L’augmentation correspond à la prime négociée depuis 2019 par le gouvernement avec les multinationales pour améliorer les revenus des planteurs.
Le président ivoirien Alassane Ouattara a annoncé, jeudi 1er octobre, une forte hausse du prix du cacao payé aux planteurs en Côte d’Ivoire, un geste salué, mais jugé encore insuffisant pour le pays, premier producteur mondial de cacao.
« Nous avons décidé d’augmenter le prix de 825 à 1 000 francs CFA », a déclaré le président Ouattara à Yamoussoukro, la capitale politique ivoirienne, à l’ouverture des Journées nationales du cacao et du chocolat, la manifestation annuelle qui ouvre la grande saison de la récolte, suscitant des acclamations des planteurs présents. Avec ce montant de 1 000 francs CFA (1,52 euro) par kilo pour la récolte 2020-2021, le prix du cacao « bord champ », payé aux planteurs, fixé chaque année par le gouvernement, est en hausse de 21 % par rapport à la saison précédente.

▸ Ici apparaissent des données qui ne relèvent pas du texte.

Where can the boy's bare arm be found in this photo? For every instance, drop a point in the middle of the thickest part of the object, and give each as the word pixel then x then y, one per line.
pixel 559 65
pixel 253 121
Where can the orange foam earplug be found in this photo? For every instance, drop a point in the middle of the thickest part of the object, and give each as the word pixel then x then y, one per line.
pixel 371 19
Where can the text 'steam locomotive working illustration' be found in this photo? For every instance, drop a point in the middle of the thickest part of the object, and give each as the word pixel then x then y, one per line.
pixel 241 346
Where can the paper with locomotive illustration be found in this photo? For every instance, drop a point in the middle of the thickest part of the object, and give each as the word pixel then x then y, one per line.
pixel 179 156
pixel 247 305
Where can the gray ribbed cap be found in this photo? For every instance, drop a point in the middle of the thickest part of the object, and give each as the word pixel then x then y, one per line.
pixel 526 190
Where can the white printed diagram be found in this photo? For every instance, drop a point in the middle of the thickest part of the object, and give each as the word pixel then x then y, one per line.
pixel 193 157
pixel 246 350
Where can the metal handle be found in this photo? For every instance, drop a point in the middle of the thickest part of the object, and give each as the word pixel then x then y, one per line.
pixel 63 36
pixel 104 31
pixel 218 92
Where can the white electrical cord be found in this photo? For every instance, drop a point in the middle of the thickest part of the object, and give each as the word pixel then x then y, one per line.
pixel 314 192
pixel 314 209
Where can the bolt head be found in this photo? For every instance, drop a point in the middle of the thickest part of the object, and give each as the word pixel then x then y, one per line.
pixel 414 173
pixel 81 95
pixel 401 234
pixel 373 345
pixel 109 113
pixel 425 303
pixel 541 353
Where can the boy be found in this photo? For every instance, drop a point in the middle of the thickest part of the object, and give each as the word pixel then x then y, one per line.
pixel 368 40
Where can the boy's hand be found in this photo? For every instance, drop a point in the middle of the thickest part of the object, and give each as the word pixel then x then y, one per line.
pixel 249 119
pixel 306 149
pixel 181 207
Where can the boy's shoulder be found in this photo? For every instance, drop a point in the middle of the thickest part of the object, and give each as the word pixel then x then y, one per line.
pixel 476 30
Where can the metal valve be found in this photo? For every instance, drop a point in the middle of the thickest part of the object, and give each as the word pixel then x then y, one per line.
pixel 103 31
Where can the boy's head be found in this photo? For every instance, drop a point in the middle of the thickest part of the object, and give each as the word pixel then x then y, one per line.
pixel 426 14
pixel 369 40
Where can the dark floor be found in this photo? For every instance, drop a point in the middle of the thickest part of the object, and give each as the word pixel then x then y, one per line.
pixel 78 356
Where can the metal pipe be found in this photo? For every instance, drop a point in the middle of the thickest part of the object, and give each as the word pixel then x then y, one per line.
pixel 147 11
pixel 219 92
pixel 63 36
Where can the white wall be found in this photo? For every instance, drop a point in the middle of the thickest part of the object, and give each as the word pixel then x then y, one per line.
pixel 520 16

Cette augmentation correspond au « différentiel de revenu décent » (DRD), la prime de 400 dollars par tonne (soit 224 francs CFA par kilo) négociée avec les multinationales du cacao et du chocolat pour améliorer les revenus des planteurs à partir de cette saison, note un expert du secteur. « C’est nécessaire, mais pas suffisant pour que les planteurs vivent décemment », explique-t-il.
« Ce n’est pas suffisant pour vivre »
« C’est juste pour vivre. On aurait voulu 1 200 francs CFA », a commenté auprès de l’AFP un planteur, N’Dri Kouao. « C’est un progrès, mais ce n’est pas suffisant pour vivre. Il faudrait 1 400 ou 1 500 francs CFA pour s’en sortir », a abondé le président du Syndicat national agricole pour le progrès en Côte d’Ivoire, Moussa Koné.
Ce prix de 1 000 francs CFA par kilo pour la Côte d’Ivoire, qui produit plus de 40 % du cacao mondial, est équivalent à celui annoncé la semaine dernière par le Ghana voisin, qui en produit environ 20 %.
Depuis 2019, les deux pays d’Afrique de l’Ouest se concertent pour tenter de faire monter le prix de l’« or brun » sur les marchés mondiaux. Ensemble, ils ont réussi à imposer le DRD.
« Notre stratégie commune permet aujourd’hui de mieux défendre les intérêts de nos producteurs au niveau international », a estimé le président Ouattara. « Si le Ghana et la Côte d’Ivoire restent ensemble, le DRD existera toujours », a déclaré Joseph Boahen Aidoo, directeur du Cocobod, l’organisme étatique qui gère la filière cacao au Ghana.
Ce montant de 1 000 francs CFA est un retour au prix de 2015. Il avait ensuite atteint 1 100 francs CFA en 2016, un record. Les prix avaient ensuite été tirés à la baisse par l’effondrement du cours mondial.
Cette forte hausse du prix du cacao survient aussi à un mois de l’élection présidentielle du 31 octobre en Côte d’Ivoire, qui se tient dans un contexte politique tendu. Des violences préélectorales ont déjà fait une quinzaine de morts en août, et l’opposition a appelé la population à la « désobéissance civile ».
Meeting politique
La cérémonie de Yamoussoukro a quasiment été transformée en meeting politique pour le candidat Ouattara, qui brigue un troisième mandat controversé. « Allez partout dans vos villages pour annoncer la bonne nouvelle de la candidature du président Ouattara. Le président a fait beaucoup pour vous, en retour vous avez envers lui un devoir de reconnaissance », a déclaré le ministre de l’agriculture Kobenan Kouassi Adjoumani, suscitant des réactions mitigées dans l’assistance, applaudissements comme rires.
« Vous pouvez compter sur moi », a lancé Alassane Ouattara aux planteurs, assurant que le prix de 1 000 francs CFA correspondait à un soutien de 355 milliards de francs CFA (541 millions d’euros) de l’Etat en leur faveur.
La récolte de cacao 2020-2021 devrait rester au même niveau élevé qu’en 2019, avec 2,1 millions de tonnes, selon les prévisions de l’Organisation internationale du cacao, si des troubles politiques ne la perturbent pas. Mais la consommation mondiale de cacao a été affectée par la crise du coronavirus, tirant les prix des marchés à la baisse. Le cacao est stratégique en Côte d’Ivoire puisqu’il représente 10 % à 15 % du produit intérieur brut (PIB), près de 40 % des recettes d’exportation et fait vivre 5 à 6 millions de personnes, soit un cinquième de la population, selon la Banque mondiale.